この作品が映像になったら……奈央たん(東山さん)みたいに素敵な言葉で表現できないけど、「スゲェことになりそうだな!」と。
一同:(笑)
伊藤:期待が膨らむばかりでした(笑)。自分が演じた蛍子さんや深冬ちゃんを取り巻く読長町の人たちはそれぞれ何かを抱えていて。それらが集まって、ストーリーを彩っている点も魅力的でした。

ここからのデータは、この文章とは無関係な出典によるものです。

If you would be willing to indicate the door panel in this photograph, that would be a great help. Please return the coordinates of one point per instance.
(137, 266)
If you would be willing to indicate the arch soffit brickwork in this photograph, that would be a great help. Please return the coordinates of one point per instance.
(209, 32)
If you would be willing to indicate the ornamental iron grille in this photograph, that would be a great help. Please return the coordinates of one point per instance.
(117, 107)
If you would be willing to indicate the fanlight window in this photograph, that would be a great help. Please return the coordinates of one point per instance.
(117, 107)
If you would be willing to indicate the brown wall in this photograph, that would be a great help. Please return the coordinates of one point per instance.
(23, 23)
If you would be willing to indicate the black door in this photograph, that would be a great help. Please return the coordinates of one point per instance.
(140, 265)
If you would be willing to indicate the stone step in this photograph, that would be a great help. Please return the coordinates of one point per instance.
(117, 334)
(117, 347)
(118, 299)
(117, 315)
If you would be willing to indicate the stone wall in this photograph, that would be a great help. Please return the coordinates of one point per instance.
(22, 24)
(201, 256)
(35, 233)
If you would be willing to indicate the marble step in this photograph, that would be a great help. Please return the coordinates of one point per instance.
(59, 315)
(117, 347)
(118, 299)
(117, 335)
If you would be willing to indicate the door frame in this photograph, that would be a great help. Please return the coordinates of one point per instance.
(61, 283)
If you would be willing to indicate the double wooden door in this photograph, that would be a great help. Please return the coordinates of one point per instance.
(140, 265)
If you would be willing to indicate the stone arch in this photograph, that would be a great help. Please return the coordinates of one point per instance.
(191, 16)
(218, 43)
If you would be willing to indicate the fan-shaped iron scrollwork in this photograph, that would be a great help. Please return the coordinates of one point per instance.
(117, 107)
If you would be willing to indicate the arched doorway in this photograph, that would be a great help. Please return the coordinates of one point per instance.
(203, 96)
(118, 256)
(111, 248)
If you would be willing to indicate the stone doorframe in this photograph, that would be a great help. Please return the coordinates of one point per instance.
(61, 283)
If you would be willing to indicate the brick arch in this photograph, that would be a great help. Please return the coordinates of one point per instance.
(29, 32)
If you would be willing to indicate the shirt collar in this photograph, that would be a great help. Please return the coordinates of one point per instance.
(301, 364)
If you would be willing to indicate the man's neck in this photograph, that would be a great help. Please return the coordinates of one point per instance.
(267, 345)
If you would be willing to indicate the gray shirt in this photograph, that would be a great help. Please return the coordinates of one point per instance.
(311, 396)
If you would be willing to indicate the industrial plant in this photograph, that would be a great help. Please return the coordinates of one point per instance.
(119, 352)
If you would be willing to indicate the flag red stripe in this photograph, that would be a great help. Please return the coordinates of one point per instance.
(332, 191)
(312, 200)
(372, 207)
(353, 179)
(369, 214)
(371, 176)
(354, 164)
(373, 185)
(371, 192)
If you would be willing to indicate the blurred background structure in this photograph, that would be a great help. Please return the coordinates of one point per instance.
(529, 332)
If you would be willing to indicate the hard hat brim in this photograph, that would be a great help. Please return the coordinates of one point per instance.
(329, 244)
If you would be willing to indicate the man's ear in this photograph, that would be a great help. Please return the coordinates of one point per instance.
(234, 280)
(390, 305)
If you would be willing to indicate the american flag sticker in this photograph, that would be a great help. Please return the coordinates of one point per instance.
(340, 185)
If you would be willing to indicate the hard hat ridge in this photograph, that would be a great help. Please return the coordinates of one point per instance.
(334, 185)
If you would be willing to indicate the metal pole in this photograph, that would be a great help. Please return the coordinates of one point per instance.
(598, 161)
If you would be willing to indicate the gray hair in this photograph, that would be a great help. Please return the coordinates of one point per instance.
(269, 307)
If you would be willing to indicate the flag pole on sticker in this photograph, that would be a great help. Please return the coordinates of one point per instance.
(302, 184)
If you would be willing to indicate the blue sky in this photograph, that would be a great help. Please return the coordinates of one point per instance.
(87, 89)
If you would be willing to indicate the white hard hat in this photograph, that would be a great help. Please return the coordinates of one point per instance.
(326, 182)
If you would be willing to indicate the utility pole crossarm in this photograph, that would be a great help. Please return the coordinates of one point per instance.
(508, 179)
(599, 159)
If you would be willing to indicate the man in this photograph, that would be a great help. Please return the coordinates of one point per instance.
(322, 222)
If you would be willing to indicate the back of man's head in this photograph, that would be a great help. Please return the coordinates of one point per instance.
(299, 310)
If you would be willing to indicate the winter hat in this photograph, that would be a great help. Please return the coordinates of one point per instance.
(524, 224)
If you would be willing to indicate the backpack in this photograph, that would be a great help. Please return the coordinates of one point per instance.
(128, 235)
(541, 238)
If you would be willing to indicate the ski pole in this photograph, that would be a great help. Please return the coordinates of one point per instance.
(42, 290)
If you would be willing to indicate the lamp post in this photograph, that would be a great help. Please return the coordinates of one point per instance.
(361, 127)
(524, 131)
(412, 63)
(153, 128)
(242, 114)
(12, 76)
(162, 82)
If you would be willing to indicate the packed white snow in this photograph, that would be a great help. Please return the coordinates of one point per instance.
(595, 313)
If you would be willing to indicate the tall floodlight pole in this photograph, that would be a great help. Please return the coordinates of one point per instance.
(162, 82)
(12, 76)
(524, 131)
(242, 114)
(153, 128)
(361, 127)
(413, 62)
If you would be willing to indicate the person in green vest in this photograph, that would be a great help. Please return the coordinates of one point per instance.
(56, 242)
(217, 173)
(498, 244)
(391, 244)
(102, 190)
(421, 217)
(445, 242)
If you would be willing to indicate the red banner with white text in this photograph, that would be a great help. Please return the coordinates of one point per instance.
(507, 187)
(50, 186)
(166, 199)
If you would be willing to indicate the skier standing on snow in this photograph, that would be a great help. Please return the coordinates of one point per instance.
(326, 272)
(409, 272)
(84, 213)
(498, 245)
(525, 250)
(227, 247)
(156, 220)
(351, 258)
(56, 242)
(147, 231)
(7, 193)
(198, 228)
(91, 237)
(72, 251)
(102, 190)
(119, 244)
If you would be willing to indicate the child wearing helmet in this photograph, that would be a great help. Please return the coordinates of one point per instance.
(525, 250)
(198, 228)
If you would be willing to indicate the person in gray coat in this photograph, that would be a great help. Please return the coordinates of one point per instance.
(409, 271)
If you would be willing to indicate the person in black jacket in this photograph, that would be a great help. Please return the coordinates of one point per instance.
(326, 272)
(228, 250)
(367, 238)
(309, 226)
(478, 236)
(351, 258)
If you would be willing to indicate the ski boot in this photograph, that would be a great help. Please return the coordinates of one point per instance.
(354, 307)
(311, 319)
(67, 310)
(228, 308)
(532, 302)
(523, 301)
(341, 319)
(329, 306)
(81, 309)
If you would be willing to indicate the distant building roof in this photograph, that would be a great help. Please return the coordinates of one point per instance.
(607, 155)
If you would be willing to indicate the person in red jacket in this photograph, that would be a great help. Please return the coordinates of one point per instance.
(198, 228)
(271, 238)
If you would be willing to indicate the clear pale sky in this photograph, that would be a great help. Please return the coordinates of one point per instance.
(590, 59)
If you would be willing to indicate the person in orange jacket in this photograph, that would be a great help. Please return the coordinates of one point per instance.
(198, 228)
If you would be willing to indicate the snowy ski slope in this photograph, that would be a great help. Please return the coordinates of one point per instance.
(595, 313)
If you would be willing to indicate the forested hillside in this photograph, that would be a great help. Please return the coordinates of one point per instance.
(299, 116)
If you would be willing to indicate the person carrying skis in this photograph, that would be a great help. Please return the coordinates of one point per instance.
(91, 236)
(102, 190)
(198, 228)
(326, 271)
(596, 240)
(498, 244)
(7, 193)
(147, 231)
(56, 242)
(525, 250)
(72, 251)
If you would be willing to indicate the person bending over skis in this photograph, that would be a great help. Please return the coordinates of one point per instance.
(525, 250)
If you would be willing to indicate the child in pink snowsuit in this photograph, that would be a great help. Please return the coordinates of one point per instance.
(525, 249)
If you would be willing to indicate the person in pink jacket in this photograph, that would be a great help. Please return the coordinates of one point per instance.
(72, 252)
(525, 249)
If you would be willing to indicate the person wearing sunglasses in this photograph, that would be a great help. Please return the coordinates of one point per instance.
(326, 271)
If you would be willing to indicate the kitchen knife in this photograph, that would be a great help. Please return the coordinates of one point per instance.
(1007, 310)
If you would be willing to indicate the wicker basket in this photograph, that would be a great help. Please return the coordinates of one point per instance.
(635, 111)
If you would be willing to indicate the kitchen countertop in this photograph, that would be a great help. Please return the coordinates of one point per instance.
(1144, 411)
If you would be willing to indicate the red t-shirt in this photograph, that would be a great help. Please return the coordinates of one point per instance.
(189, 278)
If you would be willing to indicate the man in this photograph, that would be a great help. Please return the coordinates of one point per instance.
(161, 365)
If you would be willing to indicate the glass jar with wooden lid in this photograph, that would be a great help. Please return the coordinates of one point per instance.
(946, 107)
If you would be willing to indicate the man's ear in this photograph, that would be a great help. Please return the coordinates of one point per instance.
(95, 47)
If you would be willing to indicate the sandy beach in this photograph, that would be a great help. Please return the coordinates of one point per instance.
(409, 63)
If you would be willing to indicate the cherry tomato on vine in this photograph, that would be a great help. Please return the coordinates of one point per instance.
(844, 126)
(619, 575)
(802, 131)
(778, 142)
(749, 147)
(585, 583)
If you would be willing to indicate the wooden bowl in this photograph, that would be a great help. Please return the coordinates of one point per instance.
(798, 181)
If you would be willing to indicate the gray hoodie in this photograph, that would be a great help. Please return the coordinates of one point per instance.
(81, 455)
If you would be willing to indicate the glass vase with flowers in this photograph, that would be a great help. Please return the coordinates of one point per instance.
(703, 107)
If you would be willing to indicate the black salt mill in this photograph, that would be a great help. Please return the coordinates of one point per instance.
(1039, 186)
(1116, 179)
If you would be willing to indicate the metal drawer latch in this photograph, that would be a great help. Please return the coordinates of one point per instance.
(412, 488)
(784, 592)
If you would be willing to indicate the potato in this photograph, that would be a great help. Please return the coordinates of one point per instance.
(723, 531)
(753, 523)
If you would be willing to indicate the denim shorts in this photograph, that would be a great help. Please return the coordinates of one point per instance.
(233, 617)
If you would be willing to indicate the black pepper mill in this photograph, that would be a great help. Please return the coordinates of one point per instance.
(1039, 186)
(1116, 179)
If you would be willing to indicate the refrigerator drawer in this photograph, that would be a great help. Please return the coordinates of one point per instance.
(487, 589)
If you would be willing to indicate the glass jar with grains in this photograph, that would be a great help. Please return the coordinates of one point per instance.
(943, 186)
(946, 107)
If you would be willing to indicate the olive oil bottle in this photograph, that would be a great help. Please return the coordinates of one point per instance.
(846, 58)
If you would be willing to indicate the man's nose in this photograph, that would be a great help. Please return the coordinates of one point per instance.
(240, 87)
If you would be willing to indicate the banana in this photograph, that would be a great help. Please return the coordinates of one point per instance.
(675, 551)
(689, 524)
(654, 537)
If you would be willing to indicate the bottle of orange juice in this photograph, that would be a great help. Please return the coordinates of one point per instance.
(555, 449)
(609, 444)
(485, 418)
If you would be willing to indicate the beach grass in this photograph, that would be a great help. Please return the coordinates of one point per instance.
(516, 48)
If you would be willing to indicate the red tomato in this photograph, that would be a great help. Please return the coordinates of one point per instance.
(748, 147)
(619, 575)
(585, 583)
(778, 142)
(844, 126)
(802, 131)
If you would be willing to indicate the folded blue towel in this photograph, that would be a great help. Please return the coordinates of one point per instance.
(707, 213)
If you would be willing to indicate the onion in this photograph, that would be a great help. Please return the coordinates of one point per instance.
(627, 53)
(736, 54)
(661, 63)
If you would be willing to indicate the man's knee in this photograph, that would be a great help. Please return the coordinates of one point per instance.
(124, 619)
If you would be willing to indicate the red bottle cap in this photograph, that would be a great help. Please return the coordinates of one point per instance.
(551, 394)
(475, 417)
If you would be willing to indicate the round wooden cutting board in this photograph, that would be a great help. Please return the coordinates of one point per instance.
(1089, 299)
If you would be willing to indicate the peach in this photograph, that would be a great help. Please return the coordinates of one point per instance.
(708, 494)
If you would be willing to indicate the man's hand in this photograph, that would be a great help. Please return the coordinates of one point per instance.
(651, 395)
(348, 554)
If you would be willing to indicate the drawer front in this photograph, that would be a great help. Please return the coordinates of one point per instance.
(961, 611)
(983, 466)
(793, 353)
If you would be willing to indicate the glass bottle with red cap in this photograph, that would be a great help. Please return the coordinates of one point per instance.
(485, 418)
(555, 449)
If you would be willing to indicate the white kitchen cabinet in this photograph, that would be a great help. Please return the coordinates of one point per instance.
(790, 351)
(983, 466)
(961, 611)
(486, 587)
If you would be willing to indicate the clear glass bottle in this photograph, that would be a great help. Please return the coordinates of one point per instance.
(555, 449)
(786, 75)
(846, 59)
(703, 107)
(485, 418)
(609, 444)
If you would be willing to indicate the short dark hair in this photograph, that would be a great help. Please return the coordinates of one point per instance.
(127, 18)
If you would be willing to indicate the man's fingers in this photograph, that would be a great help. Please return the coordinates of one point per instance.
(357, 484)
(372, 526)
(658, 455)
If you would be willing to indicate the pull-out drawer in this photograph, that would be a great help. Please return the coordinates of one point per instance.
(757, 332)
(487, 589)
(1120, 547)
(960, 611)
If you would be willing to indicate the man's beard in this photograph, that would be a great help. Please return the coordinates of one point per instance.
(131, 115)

春田貴文役・土屋神葉さん(以下、土屋):オーディション用の資料に春田くんが現れるそれぞれの本の世界が書かれていて、「これは絶対に原作を読まなければ」と興味深く思いました。そして、やっぱり録る前に読んでおいてよかったなと。作中で描かれる本の世界のバックボーンから、深緑野分先生のこだわりと愛情を感じ取ることができました。“本を愛する一人”として、この作品を生み出されたことが分かりますし、その愛情はアニメになっても溢れ出ています。
様々な作品で演じさせていただく中で、「世界ってこんな風に見ることができるんだ!?」と驚くことが何度もありました。例えば、幼少期の僕は雨が嫌いで、雨が降ったら「外で遊べないじゃん!」とガッカリしていたんです。でも、ある作品に触れた時「雨って美しいものかもしれない」と気付いて、雨への苦手意識がなくなりました。アニメは世界の新しい見方や違った魅力を教えてくれます。そして、この作品では本の魅力に改めて気付かされました。本の中には世界が広がっていて、何色にも美しく彩られていたり、キャラクターの声や鳥のさえずりが聞こえたり。向き合い方によって五感で楽しめるものなんです。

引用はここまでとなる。